Erst am 26. April geben die PIDE-Agenten auf. Am selben Tag wird General Spínola zum neuen Staatschef ernannt und alle politischen Häftlinge aus den Gefängnissen in Caxias und Peniche befreit.
Am 27. April verkünden die Militärs als Hauptziele „die drei großen D“: Democratização (Demokratisierung), Descolonização (Entkolonialisierung) und Desenvolvimento (wirtschaftliche Entwicklung). Schnell kehren demokratische Verhältnisse ein und schon im Juli erklärt Spínola die ersten Kolonien in Afrika für unabhängig. Schwieriger ist die Umsetzung des dritten „D“. Ein Teil des Militärs wie auch der Parteien, die nun die politische Bühne betreten, wollen nicht nur Demokratie, sondern Sozialismus. Die nächsten Monate verlaufen nicht gerade friedlich und gehen in die Geschichte als „Verão Quente“ (heißer Sommer) ein. Die Machtkämpfe zwischen den verschiedenen Fraktionen enden mit einem Putsch am 25. November, der die revolutionäre Linke von der Macht entfernt. An diesem Tag tritt Salgueiro Maia, der sich nach dem 25. April zurückgezogen hatte, erneut auf die Bühne. Auf Anfrage des damaligen Staatschefs Costa Gomes rückt er mit seiner Truppe aus Santarém wieder an und verhilft den moderaten Kräften in Portugal dazu, die Oberhand zu gewinnen.

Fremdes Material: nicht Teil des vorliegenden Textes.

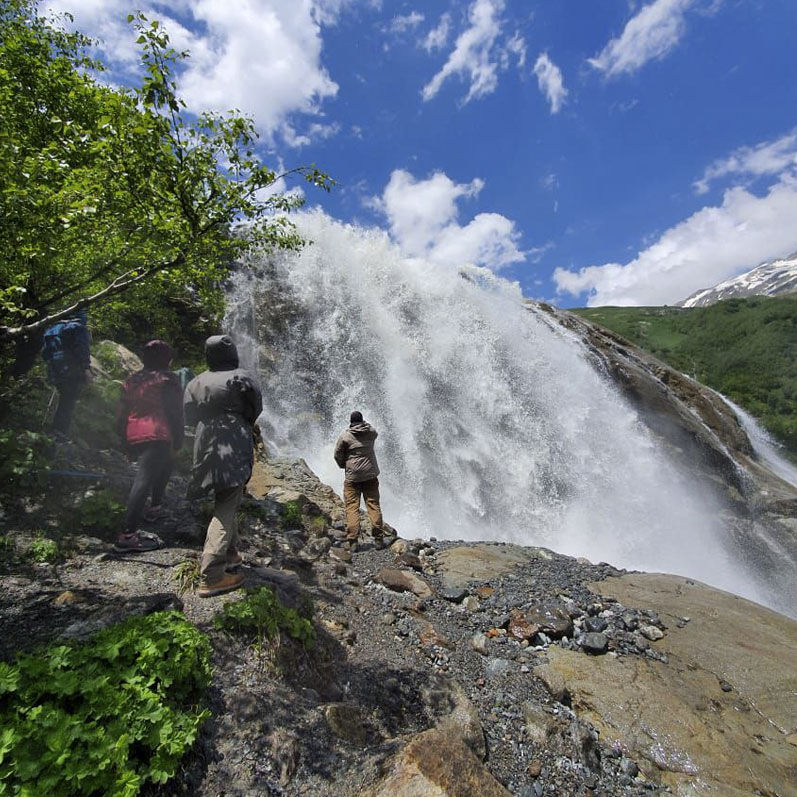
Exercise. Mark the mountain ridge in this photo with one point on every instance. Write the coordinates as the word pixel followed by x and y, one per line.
pixel 770 278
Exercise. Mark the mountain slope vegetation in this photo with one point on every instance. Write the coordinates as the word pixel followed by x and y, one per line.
pixel 744 348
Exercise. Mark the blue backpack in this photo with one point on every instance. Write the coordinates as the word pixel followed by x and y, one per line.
pixel 66 347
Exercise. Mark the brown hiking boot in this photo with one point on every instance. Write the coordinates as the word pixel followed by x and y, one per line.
pixel 227 583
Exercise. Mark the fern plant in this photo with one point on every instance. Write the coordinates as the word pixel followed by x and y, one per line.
pixel 262 615
pixel 106 716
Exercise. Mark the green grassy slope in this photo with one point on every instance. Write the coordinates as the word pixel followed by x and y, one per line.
pixel 745 348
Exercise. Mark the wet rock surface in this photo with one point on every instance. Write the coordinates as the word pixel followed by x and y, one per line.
pixel 505 670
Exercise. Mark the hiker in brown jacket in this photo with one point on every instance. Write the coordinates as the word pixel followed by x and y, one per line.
pixel 354 451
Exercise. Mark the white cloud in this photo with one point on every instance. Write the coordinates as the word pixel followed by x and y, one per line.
pixel 422 215
pixel 479 52
pixel 404 22
pixel 515 46
pixel 652 33
pixel 315 132
pixel 549 78
pixel 263 59
pixel 767 158
pixel 710 246
pixel 437 38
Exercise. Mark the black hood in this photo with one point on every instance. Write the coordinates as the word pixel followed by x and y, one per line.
pixel 220 353
pixel 362 430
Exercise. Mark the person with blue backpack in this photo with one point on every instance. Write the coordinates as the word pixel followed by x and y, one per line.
pixel 67 352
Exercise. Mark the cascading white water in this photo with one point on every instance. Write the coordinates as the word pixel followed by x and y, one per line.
pixel 767 449
pixel 492 423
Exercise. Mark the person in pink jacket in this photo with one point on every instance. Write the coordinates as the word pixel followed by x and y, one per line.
pixel 150 425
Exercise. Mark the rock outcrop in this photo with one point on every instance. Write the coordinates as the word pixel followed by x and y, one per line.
pixel 481 669
pixel 716 718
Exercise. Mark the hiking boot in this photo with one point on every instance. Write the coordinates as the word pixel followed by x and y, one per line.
pixel 154 513
pixel 136 543
pixel 227 583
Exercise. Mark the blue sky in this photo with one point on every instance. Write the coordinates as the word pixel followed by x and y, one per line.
pixel 597 151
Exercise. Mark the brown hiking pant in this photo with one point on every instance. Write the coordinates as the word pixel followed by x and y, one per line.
pixel 351 498
pixel 222 534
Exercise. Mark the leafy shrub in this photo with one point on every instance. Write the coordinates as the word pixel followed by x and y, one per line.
pixel 187 576
pixel 108 357
pixel 291 515
pixel 106 716
pixel 261 614
pixel 43 549
pixel 97 511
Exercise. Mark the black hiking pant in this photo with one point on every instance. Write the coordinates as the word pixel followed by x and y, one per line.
pixel 155 462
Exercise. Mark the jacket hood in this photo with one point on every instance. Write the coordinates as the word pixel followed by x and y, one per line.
pixel 220 353
pixel 157 355
pixel 363 429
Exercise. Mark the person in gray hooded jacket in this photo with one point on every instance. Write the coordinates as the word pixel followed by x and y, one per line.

Danach ist Salgueiro Maia auf den Azoren stationiert, leitet das Militärgefängnis in Santa Margarida und kehrt 1983 zur Kavallerieschule in Santarém zurück. Im Laufe der Jahre lehnt er verschiedene Privilegien und Auszeichnungen ab, die ihm angeboten werden: Er wird weder Mitglied des Revolutionsrates, noch Militärattaché in einer von ihm ausgewählten Botschaft oder Zivilgouverneur von Santarém. In die Politik wollte er sich nie einmischen. „Die Rolle der Soldaten ist es, die Freiheit und die Demokratie sicherzustellen, weiter nichts“, so Salgueiro Maia.
Der Kapitän stirbt Anfang April 1992 an Krebs, mit 48 Jahren.